Барон де Во всегда с негодованием и ревностью смотрел на знаки отличия, которые раздавал Ричард жестокому, лживому и злонамеренному, по его мнению, народу, раскинувшему свои поселения на заречной границе, в нагорной стороне и по степным местам. Он даже сомневался в успехе Крестового похода, в котором приняли участие и шотландцы: барон де Во относился к ним почти как к сарацинам. Прямой и открытый, не привыкший скрывать малейшие проявления любви и ненависти, он не любил утонченной вежливости шотландцев в обращении, которую они заимствовали от своих постоянных союзников французов. Эту вежливость он всегда считал знаком лживости и обмана; ею, думал он, этот народ старается усыпить подозрения своих соседей, которых они не могут одолеть открытыми и законными средствами.

Хотя барон де Во и испытывал неприязнь к своим северным соседям, распространяя ее даже на шотландских крестоносцев, однако его уважение к королю, его долг и обет крестоносца не позволяли проявлять ее.

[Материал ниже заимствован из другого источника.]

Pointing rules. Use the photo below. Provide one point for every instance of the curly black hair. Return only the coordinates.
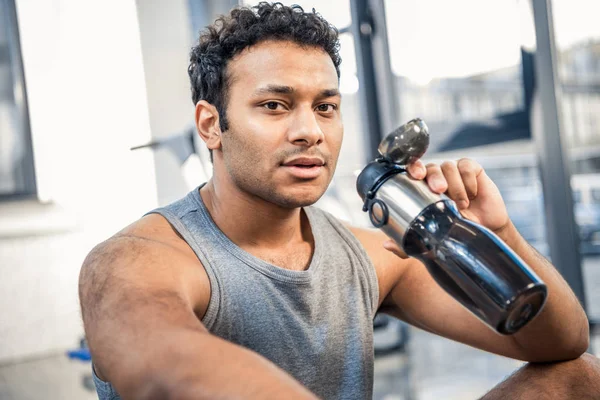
(247, 26)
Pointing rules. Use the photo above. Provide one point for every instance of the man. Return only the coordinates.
(242, 290)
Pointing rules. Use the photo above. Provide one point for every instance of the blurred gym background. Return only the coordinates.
(96, 128)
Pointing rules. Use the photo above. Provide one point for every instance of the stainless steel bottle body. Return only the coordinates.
(467, 260)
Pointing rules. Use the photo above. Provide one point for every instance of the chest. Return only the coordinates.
(295, 259)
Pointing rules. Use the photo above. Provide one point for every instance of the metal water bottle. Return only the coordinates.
(466, 259)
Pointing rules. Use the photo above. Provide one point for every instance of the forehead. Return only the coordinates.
(282, 63)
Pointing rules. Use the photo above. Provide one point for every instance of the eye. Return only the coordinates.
(326, 107)
(272, 105)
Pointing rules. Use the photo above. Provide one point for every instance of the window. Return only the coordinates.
(17, 177)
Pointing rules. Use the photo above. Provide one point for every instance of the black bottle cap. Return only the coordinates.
(373, 175)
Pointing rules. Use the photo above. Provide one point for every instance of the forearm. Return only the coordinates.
(561, 331)
(202, 366)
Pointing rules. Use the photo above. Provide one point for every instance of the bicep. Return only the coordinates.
(417, 299)
(133, 296)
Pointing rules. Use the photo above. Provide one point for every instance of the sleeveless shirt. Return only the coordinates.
(316, 324)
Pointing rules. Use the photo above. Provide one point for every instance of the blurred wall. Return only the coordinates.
(165, 32)
(86, 90)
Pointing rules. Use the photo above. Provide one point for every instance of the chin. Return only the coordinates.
(299, 198)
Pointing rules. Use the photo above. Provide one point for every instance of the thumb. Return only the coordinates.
(392, 246)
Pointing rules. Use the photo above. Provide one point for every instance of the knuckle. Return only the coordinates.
(466, 165)
(448, 166)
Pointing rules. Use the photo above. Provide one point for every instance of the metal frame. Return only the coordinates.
(363, 29)
(561, 228)
(19, 89)
(378, 100)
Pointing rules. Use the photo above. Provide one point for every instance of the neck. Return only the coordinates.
(251, 222)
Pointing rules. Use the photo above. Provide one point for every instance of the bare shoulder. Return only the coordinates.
(389, 267)
(148, 253)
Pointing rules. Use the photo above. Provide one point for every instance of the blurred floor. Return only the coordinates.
(431, 368)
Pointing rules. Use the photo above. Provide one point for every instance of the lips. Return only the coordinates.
(305, 162)
(305, 167)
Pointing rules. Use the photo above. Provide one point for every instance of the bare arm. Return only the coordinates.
(138, 299)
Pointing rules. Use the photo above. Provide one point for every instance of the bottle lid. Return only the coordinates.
(406, 144)
(373, 176)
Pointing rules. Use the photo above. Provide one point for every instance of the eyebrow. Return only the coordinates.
(283, 89)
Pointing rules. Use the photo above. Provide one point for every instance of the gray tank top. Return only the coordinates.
(315, 324)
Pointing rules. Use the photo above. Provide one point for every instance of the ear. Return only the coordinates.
(207, 124)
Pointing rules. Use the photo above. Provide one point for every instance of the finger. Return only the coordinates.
(417, 170)
(456, 188)
(435, 178)
(392, 246)
(469, 170)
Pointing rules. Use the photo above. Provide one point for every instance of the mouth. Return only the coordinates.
(305, 168)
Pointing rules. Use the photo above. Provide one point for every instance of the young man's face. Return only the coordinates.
(285, 126)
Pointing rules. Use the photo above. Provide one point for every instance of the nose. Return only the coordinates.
(305, 129)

Он лишь старался избегать общения со своими северными собратьями, был суров и неприступен по отношению к ним всякий раз, когда ему случалось быть вместе в походе. Бароны и шотландские рыцари замечали его презрение и платили ему тем же. Из-за такого отношения шотландцы привыкли смотреть на него как на своего непримиримого врага. Однако, хотя не было в нем мягкости и снисхождения, сердце его было открыто для сострадания ближнему, и он всегда готов был оказать ему помощь. Благодаря своему богатству Томас Гилсленд имел всегда в изобилии всякого рода припасы и часть их тайно отправлял в шотландский лагерь. Он всегда помнил драгоценный завет – творить добро любящим и ненавидящим. Он, тайно делавший добро даже недругам своим, и думать не мог о мести и радости в связи с гибелью своих врагов. Эти черты характера сэра Гилсленда особенно важны, чтобы осмыслить последующие события.

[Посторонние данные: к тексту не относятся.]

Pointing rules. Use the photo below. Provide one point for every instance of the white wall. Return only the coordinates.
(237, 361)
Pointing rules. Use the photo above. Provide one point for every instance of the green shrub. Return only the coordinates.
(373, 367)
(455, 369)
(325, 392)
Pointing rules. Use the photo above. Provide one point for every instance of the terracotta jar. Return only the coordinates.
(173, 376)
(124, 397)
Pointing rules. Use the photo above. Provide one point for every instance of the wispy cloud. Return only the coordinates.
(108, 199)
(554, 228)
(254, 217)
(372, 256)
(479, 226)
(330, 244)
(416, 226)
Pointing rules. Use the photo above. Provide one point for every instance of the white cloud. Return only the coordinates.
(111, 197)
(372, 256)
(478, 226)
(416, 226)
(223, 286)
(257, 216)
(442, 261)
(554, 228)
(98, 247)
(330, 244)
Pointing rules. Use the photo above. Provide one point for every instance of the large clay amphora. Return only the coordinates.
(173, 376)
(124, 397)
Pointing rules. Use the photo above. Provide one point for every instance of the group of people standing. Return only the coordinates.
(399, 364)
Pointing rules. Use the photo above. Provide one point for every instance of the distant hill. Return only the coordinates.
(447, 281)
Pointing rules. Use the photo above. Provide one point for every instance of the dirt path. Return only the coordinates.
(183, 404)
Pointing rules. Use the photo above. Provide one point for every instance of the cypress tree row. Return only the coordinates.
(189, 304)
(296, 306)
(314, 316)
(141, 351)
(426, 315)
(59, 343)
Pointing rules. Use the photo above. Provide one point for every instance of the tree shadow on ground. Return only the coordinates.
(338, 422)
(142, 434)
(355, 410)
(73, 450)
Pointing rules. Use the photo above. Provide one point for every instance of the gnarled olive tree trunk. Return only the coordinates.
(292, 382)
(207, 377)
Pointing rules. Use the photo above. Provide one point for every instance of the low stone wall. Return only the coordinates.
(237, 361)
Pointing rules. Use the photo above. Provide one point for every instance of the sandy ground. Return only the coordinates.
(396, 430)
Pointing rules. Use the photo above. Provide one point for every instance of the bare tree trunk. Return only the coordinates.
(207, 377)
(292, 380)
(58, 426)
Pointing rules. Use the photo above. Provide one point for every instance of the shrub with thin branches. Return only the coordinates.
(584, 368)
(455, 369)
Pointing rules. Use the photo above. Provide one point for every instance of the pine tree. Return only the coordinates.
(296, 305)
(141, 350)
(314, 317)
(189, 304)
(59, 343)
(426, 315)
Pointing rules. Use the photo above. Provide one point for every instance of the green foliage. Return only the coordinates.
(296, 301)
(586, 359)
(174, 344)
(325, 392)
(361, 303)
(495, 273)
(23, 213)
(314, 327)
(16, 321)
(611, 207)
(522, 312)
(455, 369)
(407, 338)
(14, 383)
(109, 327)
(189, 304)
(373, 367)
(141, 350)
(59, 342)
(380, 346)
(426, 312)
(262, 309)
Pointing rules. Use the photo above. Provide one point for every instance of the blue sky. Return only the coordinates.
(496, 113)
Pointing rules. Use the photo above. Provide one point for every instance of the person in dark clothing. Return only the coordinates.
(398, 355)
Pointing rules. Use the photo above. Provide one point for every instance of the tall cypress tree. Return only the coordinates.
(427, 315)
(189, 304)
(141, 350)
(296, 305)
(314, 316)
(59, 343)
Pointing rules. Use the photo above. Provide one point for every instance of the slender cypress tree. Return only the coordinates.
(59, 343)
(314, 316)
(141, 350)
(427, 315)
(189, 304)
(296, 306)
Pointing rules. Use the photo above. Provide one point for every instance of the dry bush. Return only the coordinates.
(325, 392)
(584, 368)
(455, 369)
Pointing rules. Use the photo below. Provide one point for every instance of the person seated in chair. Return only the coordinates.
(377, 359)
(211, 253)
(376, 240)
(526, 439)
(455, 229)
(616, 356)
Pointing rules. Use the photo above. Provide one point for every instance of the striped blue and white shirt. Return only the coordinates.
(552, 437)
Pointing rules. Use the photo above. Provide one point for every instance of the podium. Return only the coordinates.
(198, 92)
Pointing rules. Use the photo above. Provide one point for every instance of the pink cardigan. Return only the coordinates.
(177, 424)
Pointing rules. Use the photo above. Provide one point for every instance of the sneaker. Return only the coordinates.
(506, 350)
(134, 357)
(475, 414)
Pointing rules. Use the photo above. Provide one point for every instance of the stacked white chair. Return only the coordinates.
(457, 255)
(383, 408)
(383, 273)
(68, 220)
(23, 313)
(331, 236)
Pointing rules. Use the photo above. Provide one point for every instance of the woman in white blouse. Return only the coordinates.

Едва Томас де Во вышел из королевского шатра, как убедился в справедливости замечания английского монарха, которого, как знатока музыки, не мог обмануть слух, привыкший различать оттенки звуков: звуки, проникшие в палатку, действительно издавали трубы и литавры сарацин. В конце длинного ряда палаток, примыкавших к шатру Ричарда, он увидел толпу воинов, собравшихся в центре лагеря, откуда раздавалась музыка. К своему великому удивлению, он различил между разнообразными шлемами белые тюрбаны, длинные копья вооруженных сарацин, верблюдов-дромадеров с их неуклюжими шеями.

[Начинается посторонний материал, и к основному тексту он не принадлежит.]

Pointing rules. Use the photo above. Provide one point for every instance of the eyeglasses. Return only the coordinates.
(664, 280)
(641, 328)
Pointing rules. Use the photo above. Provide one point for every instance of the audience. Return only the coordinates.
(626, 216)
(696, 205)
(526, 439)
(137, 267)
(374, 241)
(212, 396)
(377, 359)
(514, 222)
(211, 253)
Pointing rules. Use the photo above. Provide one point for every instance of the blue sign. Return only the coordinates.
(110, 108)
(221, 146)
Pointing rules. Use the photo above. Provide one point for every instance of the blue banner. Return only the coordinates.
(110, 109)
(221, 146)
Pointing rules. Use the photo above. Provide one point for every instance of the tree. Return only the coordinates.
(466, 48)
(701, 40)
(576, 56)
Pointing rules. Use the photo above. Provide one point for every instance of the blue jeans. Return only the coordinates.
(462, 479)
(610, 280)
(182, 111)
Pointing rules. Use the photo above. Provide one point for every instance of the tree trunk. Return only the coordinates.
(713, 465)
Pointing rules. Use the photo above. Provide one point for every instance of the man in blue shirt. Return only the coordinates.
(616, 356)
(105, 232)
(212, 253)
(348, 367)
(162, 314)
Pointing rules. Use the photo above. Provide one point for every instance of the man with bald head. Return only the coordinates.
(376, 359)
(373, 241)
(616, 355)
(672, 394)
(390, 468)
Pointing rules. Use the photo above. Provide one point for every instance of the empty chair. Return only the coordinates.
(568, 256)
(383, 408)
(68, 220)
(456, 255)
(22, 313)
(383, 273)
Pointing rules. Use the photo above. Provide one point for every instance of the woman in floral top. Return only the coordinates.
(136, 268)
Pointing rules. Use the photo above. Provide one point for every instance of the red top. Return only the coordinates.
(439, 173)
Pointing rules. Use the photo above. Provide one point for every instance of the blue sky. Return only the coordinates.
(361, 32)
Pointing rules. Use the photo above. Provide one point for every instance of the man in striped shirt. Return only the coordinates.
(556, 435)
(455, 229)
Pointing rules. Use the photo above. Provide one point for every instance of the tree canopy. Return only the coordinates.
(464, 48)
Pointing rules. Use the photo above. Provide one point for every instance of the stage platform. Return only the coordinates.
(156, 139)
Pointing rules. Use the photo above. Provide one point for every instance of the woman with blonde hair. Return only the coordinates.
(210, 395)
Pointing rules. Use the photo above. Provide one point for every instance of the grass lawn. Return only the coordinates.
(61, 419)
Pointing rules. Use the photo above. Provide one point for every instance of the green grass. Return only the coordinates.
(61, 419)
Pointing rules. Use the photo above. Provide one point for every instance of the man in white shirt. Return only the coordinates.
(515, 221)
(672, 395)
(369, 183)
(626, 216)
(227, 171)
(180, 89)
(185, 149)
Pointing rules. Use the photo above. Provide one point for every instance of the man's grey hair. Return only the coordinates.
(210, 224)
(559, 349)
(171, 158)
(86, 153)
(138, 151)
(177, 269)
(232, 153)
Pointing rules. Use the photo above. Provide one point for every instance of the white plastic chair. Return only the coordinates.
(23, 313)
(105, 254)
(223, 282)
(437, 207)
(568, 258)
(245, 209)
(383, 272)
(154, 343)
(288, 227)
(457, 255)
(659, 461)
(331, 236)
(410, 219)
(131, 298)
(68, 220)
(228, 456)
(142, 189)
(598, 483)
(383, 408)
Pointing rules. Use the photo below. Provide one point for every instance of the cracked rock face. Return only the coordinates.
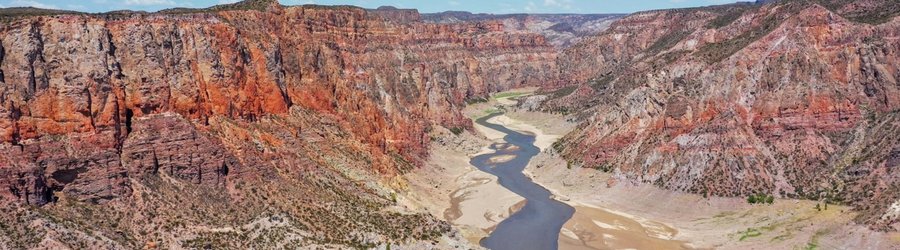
(91, 103)
(793, 99)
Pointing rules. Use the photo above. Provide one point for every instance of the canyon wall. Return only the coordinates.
(793, 98)
(257, 108)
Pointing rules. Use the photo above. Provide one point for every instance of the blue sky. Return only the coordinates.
(425, 6)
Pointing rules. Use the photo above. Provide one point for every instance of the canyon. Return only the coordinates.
(260, 125)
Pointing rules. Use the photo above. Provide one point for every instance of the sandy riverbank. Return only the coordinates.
(449, 187)
(611, 214)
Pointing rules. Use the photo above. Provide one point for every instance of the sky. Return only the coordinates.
(424, 6)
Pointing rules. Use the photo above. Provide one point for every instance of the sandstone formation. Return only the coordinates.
(561, 30)
(793, 98)
(243, 110)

Неожиданное странное зрелище вызвало в нем сильное негодование: это означало полное отступление от правил, так как было установлено, что при сношениях с неприятелем в мирное время воины обоих народов должны сходиться в условленном месте, за определенной чертой. Барон быстро огляделся, желая выяснить причину появления сарацин в лагере.

Твердой поступью приближался к нему издали рыцарь, и по его гордому виду барон де Во заключил, что это шотландец или испанец. Через минуту он действительно убедился, что это храбрый шотландский рыцарь Спящего Барса.

Не думая останавливать его, он хотел с гордым, недовольным видом пройти мимо, желая показать, что не хочет иметь с ним никаких дел, но сэр Кеннет сам подошел к нему и обратился с холодной учтивостью:

– Лорд де Во Гилсленд, мне необходимо с вами переговорить.

– Со мной? – спросил английский рыцарь. – Извольте, но будьте кратки, так как я послан с поручением от моего государя.

– Дело, о котором я должен сообщить вам, касается лично Его Величества, – отвечал сэр Кеннет, – я надеюсь вылечить Его Величество.